Yesterday I signed up for the YMCA Holiday Trimmings Weight Loss Challenge at my local Y.
The Holiday Trimmings Weight Loss Challenge is a national weight loss challenge hosted by the YMCA. I looked it up on-line to see if anyone else was doing it besides my hometown of Wichita Falls, Texas. And sure enough, there were challenges in Kokomo, Indiana and Lancaster, Pennsylvania…just to name a couple. Of course, people all over California are doing the program.You know how they are. Hippies.
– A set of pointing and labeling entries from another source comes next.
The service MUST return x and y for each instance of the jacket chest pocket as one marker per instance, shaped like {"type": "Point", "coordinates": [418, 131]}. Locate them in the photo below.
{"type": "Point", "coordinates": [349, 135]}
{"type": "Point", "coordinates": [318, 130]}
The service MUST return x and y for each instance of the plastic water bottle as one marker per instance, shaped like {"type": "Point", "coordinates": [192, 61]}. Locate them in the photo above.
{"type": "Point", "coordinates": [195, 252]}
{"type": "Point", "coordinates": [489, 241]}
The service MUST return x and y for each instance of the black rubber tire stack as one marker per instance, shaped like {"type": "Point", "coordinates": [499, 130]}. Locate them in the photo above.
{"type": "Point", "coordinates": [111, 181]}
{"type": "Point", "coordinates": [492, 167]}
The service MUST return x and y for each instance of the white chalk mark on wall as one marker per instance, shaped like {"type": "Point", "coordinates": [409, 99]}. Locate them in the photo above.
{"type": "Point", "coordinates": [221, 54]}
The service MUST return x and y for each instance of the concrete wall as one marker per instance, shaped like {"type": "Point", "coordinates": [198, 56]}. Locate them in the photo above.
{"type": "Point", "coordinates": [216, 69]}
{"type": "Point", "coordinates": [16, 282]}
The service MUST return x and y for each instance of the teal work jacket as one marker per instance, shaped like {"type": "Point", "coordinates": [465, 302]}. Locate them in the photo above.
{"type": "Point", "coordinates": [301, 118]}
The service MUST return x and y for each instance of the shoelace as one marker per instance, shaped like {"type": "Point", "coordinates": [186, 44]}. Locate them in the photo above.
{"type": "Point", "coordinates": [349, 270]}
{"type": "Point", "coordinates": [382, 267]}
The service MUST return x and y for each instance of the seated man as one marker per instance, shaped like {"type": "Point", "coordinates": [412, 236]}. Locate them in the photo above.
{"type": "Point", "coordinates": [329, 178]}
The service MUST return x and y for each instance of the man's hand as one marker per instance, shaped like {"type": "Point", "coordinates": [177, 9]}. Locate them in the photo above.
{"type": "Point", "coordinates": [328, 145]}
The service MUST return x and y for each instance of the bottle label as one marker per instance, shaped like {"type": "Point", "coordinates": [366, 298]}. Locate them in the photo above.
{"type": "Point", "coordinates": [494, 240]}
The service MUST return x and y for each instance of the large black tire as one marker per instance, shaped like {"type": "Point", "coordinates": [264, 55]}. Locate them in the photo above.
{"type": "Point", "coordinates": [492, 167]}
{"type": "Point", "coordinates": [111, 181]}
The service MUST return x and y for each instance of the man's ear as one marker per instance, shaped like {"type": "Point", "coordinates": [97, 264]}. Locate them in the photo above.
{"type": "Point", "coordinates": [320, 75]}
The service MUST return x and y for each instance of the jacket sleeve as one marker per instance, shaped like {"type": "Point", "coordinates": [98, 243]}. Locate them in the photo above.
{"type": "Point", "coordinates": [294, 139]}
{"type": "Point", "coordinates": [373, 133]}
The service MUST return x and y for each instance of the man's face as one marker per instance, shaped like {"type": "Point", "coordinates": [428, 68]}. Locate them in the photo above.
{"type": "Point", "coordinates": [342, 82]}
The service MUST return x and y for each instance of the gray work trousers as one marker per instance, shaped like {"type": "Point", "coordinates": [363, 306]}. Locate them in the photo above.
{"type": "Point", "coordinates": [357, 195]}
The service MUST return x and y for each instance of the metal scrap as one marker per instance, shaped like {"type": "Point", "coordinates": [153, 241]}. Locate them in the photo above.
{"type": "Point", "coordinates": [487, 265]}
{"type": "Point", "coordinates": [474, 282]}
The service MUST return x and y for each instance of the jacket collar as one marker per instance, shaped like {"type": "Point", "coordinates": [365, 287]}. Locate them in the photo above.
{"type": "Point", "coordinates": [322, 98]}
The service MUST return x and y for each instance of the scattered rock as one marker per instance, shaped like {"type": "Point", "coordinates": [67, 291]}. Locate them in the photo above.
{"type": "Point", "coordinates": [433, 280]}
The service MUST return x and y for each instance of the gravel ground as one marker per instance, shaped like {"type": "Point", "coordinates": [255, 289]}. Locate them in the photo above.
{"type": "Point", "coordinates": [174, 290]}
Some of the programs last for 10 weeks, some 12. Here in Wichita Falls, we’re just being challenged for 6 weeks. That’s a good jump start on the New Year’s weight loss resolutions that everybody will be making soon. We started on December 5 and will try to exercise and lose weight through January 16.
I regret signing up already.
I am a lazy, fat, over-50 woman who hates to exercise and hates to sweat.
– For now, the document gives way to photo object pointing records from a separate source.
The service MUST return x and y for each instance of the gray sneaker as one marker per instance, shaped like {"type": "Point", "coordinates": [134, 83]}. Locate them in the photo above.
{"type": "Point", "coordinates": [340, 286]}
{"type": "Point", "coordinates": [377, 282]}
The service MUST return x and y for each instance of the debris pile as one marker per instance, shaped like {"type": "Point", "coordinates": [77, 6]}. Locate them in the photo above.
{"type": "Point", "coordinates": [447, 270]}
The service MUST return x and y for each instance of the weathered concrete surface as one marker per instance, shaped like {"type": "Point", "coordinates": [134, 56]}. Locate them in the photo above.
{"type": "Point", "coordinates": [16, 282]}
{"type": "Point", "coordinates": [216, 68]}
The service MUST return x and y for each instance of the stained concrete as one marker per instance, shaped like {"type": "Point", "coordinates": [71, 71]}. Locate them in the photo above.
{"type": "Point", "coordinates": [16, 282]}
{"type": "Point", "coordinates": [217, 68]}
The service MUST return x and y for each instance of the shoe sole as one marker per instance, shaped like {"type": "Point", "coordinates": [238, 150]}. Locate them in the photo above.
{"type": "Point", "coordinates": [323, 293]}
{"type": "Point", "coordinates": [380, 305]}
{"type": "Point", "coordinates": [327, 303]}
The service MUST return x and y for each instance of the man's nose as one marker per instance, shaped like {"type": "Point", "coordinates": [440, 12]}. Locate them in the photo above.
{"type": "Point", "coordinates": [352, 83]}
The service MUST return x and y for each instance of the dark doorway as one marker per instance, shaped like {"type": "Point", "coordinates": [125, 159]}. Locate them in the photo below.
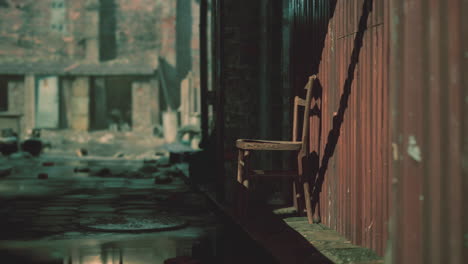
{"type": "Point", "coordinates": [111, 103]}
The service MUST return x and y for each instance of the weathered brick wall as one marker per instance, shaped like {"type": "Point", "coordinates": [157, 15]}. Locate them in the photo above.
{"type": "Point", "coordinates": [28, 28]}
{"type": "Point", "coordinates": [240, 69]}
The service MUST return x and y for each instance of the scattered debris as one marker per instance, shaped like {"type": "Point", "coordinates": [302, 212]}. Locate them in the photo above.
{"type": "Point", "coordinates": [33, 146]}
{"type": "Point", "coordinates": [5, 171]}
{"type": "Point", "coordinates": [8, 141]}
{"type": "Point", "coordinates": [81, 169]}
{"type": "Point", "coordinates": [119, 154]}
{"type": "Point", "coordinates": [182, 260]}
{"type": "Point", "coordinates": [81, 152]}
{"type": "Point", "coordinates": [162, 178]}
{"type": "Point", "coordinates": [43, 176]}
{"type": "Point", "coordinates": [21, 155]}
{"type": "Point", "coordinates": [107, 138]}
{"type": "Point", "coordinates": [150, 161]}
{"type": "Point", "coordinates": [104, 172]}
{"type": "Point", "coordinates": [149, 168]}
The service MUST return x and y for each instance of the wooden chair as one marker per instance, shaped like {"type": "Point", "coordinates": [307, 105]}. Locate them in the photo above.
{"type": "Point", "coordinates": [301, 176]}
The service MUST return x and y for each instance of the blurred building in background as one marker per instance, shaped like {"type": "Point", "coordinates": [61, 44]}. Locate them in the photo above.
{"type": "Point", "coordinates": [94, 64]}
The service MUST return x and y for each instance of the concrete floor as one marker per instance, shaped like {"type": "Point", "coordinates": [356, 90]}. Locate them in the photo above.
{"type": "Point", "coordinates": [45, 220]}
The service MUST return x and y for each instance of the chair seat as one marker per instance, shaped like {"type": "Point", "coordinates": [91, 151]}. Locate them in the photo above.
{"type": "Point", "coordinates": [252, 144]}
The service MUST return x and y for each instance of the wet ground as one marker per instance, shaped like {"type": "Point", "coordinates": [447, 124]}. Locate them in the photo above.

I like to eat cookies by the dozen and ice cream by the pint.
I’m not really a good candidate for any kind of weight loss program, much less the YMCA Holiday Trimmings program.
But that doesn’t keep me from trying new diets. So far this year, I’ve tried the DASH diet, the Atkins diet, my own lax version of the Weight Watchers diet, and the Oh-heck-I’ve-got-diverticulitis-again-and-can-only-eat-soft-foods-diet. I’ve only dropped a few pounds with each, and then gained it all back. So far, I’ve only really lost 11 months.
So…I’m not a Big Loser. I’m not exactly a winner either.
I thought about exercising and I walked around the block a few times this summer. I even bought some new exercise DVDs to watch. But that’s all I did…I sat on the couch eating Blue Belle Homemade Vanilla Ice Cream watching people exercise on TV. They looked sweaty. Eeewww.
I hate exercising. It makes me angry. I know…I know…it’s supposed to work off stress and make you feel relaxed. But exercising just makes me madder than a hornet. I don’t know why.
Here’s the deal though…I’m 20-25 lbs. overweight, my body mass index is 28 (30 is obese), my triglycerides and blood pressure are too high.
Dang it.
If it was just a matter of being overly plump and flabby, I could learn to live with that. I’d just buy some bigger pants and wear 3/4 length sleeves. The problem is that I’m not healthy…I’ve got some problems that could kill me…and I can’t really learn to live with that.
So yesterday, I signed up for the YMCA Holiday Trimmings Weight Loss Challenge, wrote a check for $10 to pay for a 6 week trial membership to the Y, and weighed in.
Today I was going to actually go to the Y and exercise. Instead, I read the brochure to see what classes I wanted to take. I got in my car and drove around the neighborhood to plan a walking route that is just over 2 miles long, starting from my front porch and going all the way back again. I didn’t eat any cookies. No ice cream, either.
Baby steps.
Tomorrow morning, I will pull on my big girl panties, my exercise britches, and my tennis shoes and go to the Y. I will attend the exercise class…Aerobics Lo & Lite…that I chose today. And I will take a walk tomorrow afternoon.
Oh, lord, I dread it. I don’t want to do it at all. I expect to be griping, whining, complaining, and sweating a lot. I am not smiling right now…I’m already mad.
But this fat girl’s going to do it anyway. I’ll let you know how it turns out.